Rishi Sunak, the UK’s Chancellor, has pushed back a comprehensive review of business rates until the Autumn.
Business groups have long claimed that the way rates are levied hugely penalises those with premises such as shop owners, pubs and restaurateurs relative to online businesses.
The rate is based on the rentable value of a property with a built-in inflation multiplier.
Retailers want an online sales tax to be introduced to balance up what say is an uneven trading playing field.
The Chancellor will say it will be easier to determine the best course of action when the conditions surrounding Covid-19 have eased, the FT reported.
Some comfort for hospitality groups, leisure venues and retailers is that they are likely to have the current Covid-19 inspired business rates holiday extended in next month’s Budget, the paper added.

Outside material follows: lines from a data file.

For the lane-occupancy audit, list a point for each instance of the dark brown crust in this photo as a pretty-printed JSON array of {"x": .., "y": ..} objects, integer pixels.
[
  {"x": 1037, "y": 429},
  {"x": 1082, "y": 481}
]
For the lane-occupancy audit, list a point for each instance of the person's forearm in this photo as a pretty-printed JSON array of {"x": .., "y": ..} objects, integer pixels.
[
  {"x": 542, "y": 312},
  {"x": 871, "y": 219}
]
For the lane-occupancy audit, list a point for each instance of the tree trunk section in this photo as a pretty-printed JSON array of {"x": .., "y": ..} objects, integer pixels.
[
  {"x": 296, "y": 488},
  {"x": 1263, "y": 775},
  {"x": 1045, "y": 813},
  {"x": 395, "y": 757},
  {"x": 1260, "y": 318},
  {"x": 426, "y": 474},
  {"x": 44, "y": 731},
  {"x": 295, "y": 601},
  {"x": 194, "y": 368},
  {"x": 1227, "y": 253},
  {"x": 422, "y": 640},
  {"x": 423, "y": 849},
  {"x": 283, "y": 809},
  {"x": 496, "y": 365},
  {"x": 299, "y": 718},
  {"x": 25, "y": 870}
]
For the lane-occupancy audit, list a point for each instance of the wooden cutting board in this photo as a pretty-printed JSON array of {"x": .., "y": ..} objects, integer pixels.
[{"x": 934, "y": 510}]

The Chancellor has a tricky balancing job between support measures to keep the economy afloat and trying to claw back some of the huge sums of money he has spent so far during the pandemic.
Government borrowing figures for January of GBP8.8bn released today were a new record for the month.
In what is normally a peak tax collecting period, borrowings also exceeded revenue for the first time in a decade.
Government borrowing in the current fiscal year has now risen to GBP270.6bn or GBP222bn more than a year ago with the total for the full year expected to be GBP394bn according to forecasts by the Office of Budget Responsibility.
That would be the highest annual borrowings total since the Second World War.